Toda la tramoya de la campaña electoral quedó guardada en un almacén en cuanto se supo el nombre del vencedor y lo que ahora importa es ajustar las promesas a la realidad. “No es preciso dejarse encerrar en un programa, por razonable que sea –sostiene Laurent Joffrin, director del semanario de izquierdas Le Nouvel Observateur–. Para enderezar el país, es necesario un poder de salud pública, inflexible y pragmático a la vez. Una reactivación europea, una reforma francesa: todo esto es bueno y necesario. Pero es preciso no retroceder ante la confrontación con las feudalidades financieras o los dogmatismos de Bruselas. Ni frente a las medidas dolorosas: es preciso también hacer el Estado más eficaz y menos costoso, salvo que sucumbamos bajo el peso de la deuda; será preciso animar a la empresa, que crea empleos; será preciso flexibilizar el mercado de trabajo, que protege a los protegidos y humilla a los excluidos del empleo”.

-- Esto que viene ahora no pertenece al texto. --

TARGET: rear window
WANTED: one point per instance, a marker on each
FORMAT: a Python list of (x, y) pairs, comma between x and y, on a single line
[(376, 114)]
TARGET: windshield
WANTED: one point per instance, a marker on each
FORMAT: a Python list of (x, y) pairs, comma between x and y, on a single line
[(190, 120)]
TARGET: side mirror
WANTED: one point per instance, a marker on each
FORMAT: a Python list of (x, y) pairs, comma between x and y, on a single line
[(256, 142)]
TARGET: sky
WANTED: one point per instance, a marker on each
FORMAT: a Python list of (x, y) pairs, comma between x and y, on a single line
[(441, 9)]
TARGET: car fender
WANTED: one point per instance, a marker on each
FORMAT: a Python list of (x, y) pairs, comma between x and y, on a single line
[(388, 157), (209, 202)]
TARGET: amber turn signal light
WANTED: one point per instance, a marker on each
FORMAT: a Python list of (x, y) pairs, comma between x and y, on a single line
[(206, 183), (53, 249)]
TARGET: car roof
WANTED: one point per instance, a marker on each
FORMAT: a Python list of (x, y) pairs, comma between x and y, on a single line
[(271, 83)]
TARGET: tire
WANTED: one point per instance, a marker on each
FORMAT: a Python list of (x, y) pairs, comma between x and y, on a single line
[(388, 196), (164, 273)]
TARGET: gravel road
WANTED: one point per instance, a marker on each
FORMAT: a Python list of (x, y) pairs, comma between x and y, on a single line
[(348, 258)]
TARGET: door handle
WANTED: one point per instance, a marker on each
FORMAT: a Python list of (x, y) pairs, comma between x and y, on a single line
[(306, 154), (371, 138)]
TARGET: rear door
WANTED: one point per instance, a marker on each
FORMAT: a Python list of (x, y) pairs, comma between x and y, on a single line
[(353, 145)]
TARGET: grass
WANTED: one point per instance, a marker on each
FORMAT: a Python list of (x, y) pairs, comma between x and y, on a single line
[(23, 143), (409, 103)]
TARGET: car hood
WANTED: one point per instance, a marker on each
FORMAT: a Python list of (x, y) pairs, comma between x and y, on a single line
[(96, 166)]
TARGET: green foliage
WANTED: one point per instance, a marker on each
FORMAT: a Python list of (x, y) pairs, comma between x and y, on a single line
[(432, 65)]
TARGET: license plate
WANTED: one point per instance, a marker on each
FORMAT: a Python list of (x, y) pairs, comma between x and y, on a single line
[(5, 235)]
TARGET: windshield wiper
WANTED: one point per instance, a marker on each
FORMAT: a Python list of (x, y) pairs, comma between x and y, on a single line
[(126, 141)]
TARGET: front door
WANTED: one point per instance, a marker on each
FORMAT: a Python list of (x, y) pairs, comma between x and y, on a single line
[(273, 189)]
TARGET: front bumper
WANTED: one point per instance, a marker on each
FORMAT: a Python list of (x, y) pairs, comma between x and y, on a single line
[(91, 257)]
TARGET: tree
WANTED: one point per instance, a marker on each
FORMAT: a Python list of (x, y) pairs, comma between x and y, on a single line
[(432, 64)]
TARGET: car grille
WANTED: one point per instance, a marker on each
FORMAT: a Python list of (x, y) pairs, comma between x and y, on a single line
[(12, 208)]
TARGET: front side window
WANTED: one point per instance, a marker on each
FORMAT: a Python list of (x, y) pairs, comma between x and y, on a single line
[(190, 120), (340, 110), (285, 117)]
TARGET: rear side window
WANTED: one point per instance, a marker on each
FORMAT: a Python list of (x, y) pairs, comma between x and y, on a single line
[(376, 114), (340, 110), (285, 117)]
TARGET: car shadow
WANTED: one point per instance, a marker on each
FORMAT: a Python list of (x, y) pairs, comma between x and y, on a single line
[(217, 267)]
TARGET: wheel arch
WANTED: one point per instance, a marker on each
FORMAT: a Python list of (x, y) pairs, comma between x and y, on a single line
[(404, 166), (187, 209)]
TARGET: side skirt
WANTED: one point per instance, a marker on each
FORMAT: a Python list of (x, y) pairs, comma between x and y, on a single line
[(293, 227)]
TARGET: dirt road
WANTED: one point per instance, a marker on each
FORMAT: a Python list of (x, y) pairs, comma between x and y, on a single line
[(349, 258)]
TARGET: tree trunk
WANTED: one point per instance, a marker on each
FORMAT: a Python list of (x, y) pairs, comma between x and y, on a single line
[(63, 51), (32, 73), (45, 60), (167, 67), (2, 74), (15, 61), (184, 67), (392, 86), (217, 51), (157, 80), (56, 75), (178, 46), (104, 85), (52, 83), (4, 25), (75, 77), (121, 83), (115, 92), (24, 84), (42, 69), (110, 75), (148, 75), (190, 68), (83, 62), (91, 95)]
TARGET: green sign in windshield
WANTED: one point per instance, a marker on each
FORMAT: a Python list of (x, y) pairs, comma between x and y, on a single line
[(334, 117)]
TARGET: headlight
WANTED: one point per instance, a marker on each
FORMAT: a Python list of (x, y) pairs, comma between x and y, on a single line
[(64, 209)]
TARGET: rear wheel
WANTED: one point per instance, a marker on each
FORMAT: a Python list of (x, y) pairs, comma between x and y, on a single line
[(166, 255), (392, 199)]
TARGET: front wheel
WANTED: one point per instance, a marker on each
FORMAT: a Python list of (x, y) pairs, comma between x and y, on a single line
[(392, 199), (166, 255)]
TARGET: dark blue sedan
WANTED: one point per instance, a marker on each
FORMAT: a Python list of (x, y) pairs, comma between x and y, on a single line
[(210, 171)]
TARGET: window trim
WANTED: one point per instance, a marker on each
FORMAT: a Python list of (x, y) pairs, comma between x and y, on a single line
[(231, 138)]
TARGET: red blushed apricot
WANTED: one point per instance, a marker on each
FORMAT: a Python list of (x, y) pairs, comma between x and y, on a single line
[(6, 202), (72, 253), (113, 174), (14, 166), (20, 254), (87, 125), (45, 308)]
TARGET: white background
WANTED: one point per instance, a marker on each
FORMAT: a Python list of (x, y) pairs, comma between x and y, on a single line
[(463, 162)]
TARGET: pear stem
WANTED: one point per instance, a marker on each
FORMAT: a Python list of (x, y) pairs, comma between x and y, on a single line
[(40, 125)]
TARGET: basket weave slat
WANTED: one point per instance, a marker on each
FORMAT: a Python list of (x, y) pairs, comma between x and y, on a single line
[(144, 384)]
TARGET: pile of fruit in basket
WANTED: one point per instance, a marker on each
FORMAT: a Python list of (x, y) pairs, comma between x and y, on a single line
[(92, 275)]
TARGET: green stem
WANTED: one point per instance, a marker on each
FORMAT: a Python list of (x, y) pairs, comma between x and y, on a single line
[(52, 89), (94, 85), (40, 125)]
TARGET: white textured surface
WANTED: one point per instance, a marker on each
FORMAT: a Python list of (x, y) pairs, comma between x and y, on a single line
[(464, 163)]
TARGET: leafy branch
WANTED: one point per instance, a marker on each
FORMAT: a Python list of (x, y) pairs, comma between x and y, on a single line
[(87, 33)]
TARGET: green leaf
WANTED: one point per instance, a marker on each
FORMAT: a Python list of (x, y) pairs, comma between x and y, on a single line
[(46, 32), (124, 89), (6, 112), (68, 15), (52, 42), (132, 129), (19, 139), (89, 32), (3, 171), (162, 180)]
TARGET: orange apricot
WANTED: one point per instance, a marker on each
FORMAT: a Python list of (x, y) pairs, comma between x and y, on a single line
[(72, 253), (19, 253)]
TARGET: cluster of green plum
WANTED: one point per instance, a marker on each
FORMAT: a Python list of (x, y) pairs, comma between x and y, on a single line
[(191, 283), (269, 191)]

Este realismo poselectoral no excluye la confrontación política que se avecina dentro y fuera de Francia. La interior se sustanciará a la vuelta de un mes, cuando se hayan celebrado las elecciones legislativas –10 y 17 de junio–, que son en la práctica la tercera vuelta de las presidenciales. La exterior tiene dos citas a pocos días vista: la reunión del G-8 en Camp David –18 y 19 de mayo– y la convocada el 23 en Bruselas para que los socios de la UE debatan qué mecanismos de crecimiento pueden ponerse en marcha para rescatar al continente de la recesión. La batalla electoral se dilucidará entre la necesidad de Hollande de disponer de una mayoría holgada en la Asamblea Nacional y la necesidad de la derecha clásica, englobada por la heteróclita formación  de los herederos del gaullismo (UMP) e impugnada por la extrema derecha (Frente Nacional), de no iniciar una larga travesía del desierto con todas las instancias de poder en manos de la izquierda. La discusión económica se atendrá a la resistencia de Alemania a introducir medidas anticíclicas para salir de la crisis (vía estadounidense) o a que las acepte con la boca pequeña y bajo denominaciones que no hieran a nadie.

¿Es posible el cambio, aunque sea limitado? Esto mismo se pregunta Nicolas Démorand, director del diario izquierdista Libération: “¿Podrá Francia doblegar el consenso de Berlín o ya no tiene bastante influencia en Europa? El quinquenato se juega y se jugará sobre este asunto, que excede de lejos las fronteras desaparecidas de nuestro país, pero dibuja el único camino posible para ponerlo de nuevo en movimiento”. Si son ciertas las sospechas del analista conservador Pierre Rousselin de que los colaboradores de Hollande se pusieron en contacto durante la campaña con los asesores de Merkel “para que no se tomaran al pie de letra las opiniones” del candidato, la suerte está echada, la pregunta de más arriba carece de sentido y la cancillera no cejará: “Quiere atar corto toda tentativa de Francia de sustraerse a sus obligaciones de vuelta al equilibrio presupuestario. Quiere levantar toda ambigüedad antes de que la campaña de las legislativas desencadene una nueva deriva electoralista”, afirma Rousselin en el conservador Le Figaro. Así, Francia habría entrado el domingo “en la era de la ilusión, es decir, de la catástrofe, como decía Bayrou antes de alinearse (con Hollande), o de la falsa promesa, es decir, de la mentira”, según el vaticinio apocalíptico del analista Philippe Tesson.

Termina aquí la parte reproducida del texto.